Take Kerry, for example. Kerry, a self-employed artist that earns roughly $80,000 a year, was wise enough to create an emergency fund. But thanks to a major home repair that wound up being quite costly, her emergency fund is down to $1,000.

Having experienced the benefit of emergency savings first hand, Kerry knows she needs to rebuild her savings before another potential bump in the road puts her in debt. With this in mind, Kerry is left wondering if she should pause her retirement contributions to rebuild the emergency fund.

To figure out what’s best for Kerry, let’s get into the numbers.

First things first, pausing contributions to your retirement savings is generally a bad idea for most people. Many Americans with 401(k) accounts get a match from their employer, and this is free money that offers a guaranteed return on your investment.

Since Kerry is self-employed, she doesn’t get that matching contribution, so she wouldn’t be giving up as much if she were to pause retirement contributions for a while. She would, however, be losing out on the tax breaks that she would receive from contributing to her retirement accounts, as well as the compound interest that the invested money would earn.

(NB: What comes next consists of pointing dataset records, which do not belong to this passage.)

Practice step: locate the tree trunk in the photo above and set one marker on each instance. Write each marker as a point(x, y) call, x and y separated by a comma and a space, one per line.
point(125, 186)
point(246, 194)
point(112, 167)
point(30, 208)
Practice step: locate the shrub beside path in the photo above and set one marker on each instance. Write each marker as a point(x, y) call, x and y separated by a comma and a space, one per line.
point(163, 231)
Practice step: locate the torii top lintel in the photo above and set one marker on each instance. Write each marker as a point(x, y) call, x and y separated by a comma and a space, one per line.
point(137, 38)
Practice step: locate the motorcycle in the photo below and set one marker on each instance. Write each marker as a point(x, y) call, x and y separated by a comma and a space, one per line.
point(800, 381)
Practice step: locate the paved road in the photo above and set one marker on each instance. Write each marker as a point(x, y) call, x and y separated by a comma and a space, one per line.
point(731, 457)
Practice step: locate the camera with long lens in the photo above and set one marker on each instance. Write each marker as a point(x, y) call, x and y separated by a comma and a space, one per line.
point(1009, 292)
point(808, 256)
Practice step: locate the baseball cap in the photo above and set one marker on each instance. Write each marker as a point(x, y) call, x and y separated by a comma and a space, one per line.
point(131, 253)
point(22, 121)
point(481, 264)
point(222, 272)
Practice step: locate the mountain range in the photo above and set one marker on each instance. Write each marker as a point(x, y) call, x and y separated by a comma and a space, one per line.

Pausing her retirement contributions, even for a short period, could make a significant difference in Kerry’s retirement nest egg.

At the same time, since she’s self-employed and may face a greater risk of financial problems without emergency savings, there’s a solid argument to be made that Kerry should pause her retirement contributions while she shores up her emergency fund. Otherwise, she could risk going deep into debt if she doesn’t have the funding to take care of another major emergency expense.

So, what should Kerry do? One option is for Kerry to temporarily pause retirement contributions and save up for a mini-emergency fund, then begin splitting her extra money between retirement investments and emergency savings until the latter fund is back to where it should be.